Hoe overleef je dat, de waarheid in de ogen zien? Wat te doen als het overgrote deel van de medemensen niet eens begrijpt waar je het over hebt? Maurice Blanchot kwam het grootste deel van zijn leven nauwelijks nog buiten, vermeed menselijk contact. Jean-Luc Godard zoekt nog steeds koppig verder naar nieuwe uitdrukkingsmogelijkheden voor het beeld, trekt er zich niks van aan dat op een enkeling na niemand nog volgt, laat staan geïnteresseerd is in de revolutie. Niet iedereen is zo sterk. Martin Heidegger viel voor vanitas, hoogmoed en de Nazi’s. Derrick May produceerde zich leeg en zal waarschijnlijk nooit meer muziek maken. Brian Wilson is er gek van geworden en een levend wrak. Céline werd fascist en verviel tot literair gemurmel. Nietzsche dacht dat hij Jesus Christus was.

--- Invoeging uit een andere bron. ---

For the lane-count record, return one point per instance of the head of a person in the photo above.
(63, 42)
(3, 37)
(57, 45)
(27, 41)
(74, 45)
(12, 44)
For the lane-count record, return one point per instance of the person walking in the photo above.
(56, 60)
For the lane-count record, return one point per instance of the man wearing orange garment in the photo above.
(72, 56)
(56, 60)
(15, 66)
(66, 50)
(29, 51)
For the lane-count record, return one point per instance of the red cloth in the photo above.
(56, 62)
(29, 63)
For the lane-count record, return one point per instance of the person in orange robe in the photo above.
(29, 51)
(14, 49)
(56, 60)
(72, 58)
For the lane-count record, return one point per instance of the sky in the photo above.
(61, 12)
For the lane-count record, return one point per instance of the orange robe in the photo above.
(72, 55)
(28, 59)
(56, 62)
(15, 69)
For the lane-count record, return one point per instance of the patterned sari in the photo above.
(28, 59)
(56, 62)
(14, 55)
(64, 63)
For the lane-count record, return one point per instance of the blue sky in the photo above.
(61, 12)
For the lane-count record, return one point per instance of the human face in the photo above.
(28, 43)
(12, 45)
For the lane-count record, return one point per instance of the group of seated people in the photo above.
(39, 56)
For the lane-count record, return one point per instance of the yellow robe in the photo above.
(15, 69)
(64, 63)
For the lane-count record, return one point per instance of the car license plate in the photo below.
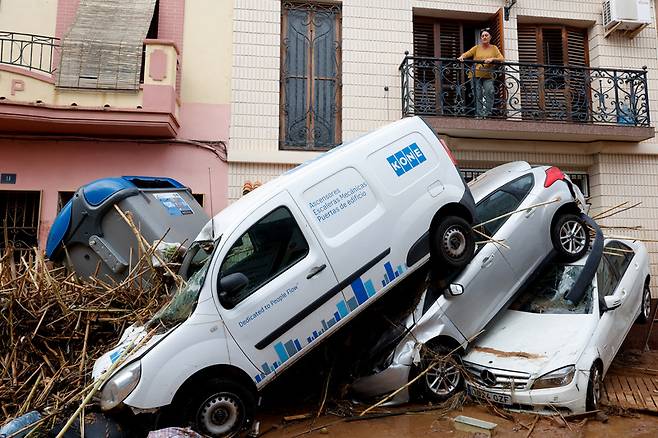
(502, 399)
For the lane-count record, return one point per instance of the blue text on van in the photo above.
(406, 159)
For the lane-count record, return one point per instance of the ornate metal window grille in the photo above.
(34, 52)
(310, 76)
(19, 220)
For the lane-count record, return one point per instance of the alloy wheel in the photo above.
(573, 236)
(454, 242)
(443, 377)
(219, 414)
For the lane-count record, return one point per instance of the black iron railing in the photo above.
(34, 52)
(530, 92)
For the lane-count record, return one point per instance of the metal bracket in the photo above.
(107, 254)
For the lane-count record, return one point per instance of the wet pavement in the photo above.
(434, 424)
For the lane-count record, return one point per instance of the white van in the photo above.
(276, 272)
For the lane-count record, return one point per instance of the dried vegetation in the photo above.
(53, 327)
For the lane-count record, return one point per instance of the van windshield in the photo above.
(182, 304)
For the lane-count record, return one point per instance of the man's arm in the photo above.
(468, 54)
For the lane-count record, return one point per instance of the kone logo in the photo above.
(405, 160)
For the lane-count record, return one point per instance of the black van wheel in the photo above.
(570, 237)
(454, 242)
(594, 388)
(443, 379)
(222, 408)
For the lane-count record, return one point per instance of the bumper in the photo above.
(568, 399)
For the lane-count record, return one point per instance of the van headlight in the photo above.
(560, 377)
(120, 386)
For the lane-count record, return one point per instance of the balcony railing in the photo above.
(526, 92)
(34, 52)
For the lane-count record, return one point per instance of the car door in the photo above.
(629, 288)
(488, 278)
(290, 298)
(523, 233)
(608, 338)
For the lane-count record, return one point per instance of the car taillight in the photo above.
(553, 174)
(449, 152)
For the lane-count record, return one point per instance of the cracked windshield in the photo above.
(546, 294)
(184, 300)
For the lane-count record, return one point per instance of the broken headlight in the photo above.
(120, 386)
(560, 377)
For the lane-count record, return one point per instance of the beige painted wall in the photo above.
(207, 51)
(28, 16)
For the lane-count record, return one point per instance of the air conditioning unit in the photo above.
(626, 15)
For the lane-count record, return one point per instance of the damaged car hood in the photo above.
(533, 343)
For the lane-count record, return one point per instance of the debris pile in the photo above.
(53, 327)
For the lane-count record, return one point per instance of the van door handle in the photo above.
(315, 271)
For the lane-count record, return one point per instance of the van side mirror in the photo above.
(230, 284)
(456, 289)
(611, 302)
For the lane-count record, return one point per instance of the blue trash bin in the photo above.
(90, 236)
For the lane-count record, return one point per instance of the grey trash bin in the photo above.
(90, 235)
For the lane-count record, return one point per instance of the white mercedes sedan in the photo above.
(546, 353)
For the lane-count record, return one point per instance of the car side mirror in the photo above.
(230, 284)
(455, 289)
(611, 302)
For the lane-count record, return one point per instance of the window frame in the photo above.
(310, 142)
(242, 294)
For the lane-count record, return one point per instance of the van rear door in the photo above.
(290, 298)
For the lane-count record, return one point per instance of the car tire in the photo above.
(454, 242)
(594, 388)
(645, 306)
(570, 237)
(444, 378)
(220, 408)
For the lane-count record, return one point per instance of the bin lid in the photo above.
(59, 229)
(95, 194)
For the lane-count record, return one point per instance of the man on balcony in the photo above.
(483, 82)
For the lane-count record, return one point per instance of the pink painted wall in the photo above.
(205, 121)
(52, 166)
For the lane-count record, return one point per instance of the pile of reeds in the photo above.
(53, 327)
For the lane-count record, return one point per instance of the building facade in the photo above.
(309, 75)
(91, 89)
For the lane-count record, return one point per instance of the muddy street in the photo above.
(431, 424)
(627, 411)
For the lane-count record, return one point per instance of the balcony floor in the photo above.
(527, 130)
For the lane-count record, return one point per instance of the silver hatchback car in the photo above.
(526, 215)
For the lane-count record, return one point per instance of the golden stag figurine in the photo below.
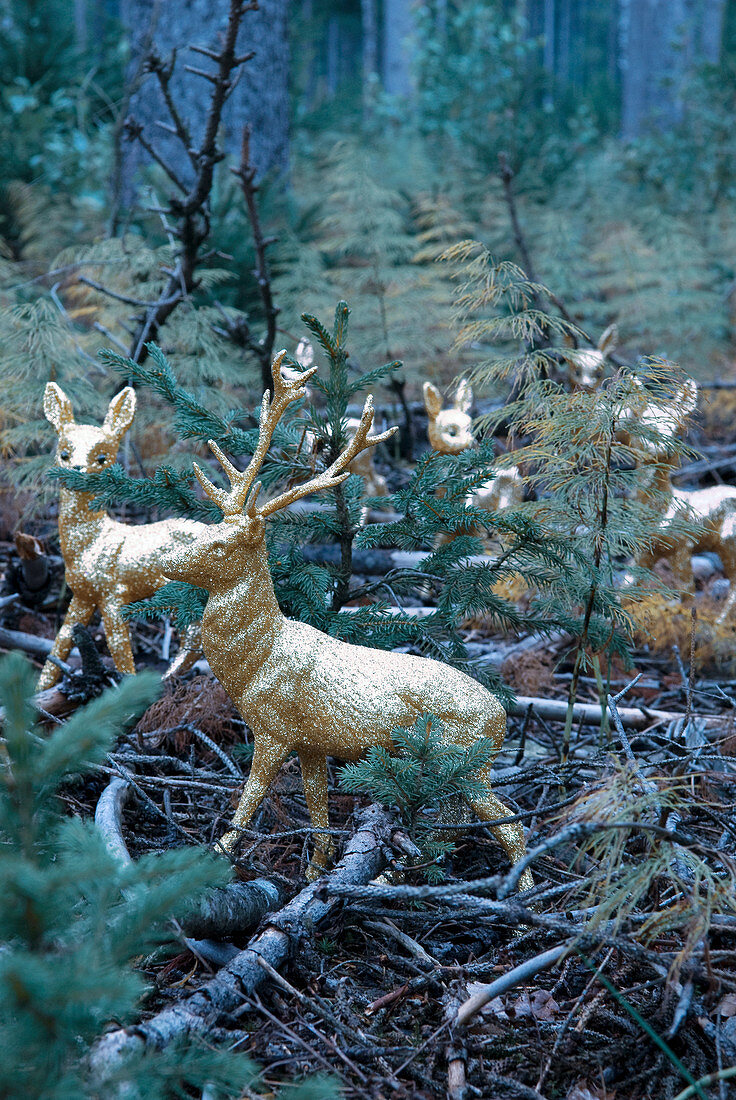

Abe was, zoals vele genieën en sleutelfiguren, een iconoclast. Hij lachte je gewoonweg uit als je niet even ver ging, kon gaan, als hijzelf. Vervreemde van publiek en vriendschap, totdat hij ten slotte nog enkel in een klein zaaltje voor zichzelf stond te spelen. De muze hield hij gespijsd met verdoemde liefde, sloten drank en ontelbare geleegde pillenflesjes. Na 31 jaar houdt het vergankelijke lichaam het dan voor gezien. Gelukkig is er dan nog de muziek. Als onuitputtelijke troost.
De bron van Abe’s verzengende geloof in eigen kunnen lag in het feit dat hij zichzelf had leren spelen, op pure wil. Dan heb je geen god of gids nodig, ni dieu, ni maître. Anderen worden volgers. Wat kan je immers van hen leren? Drummer Sabu Toyuzumi, één van de mannen die hem van Kawasaki naar grootstad Tokyo gehaald had, vroeg hem ooit of hij zich ook maar iets gelegen liet liggen aan de muzikanten met wie hij speelde. Abe verwaardigde zich slechts een half-ironisch, half-vals grijnslachje.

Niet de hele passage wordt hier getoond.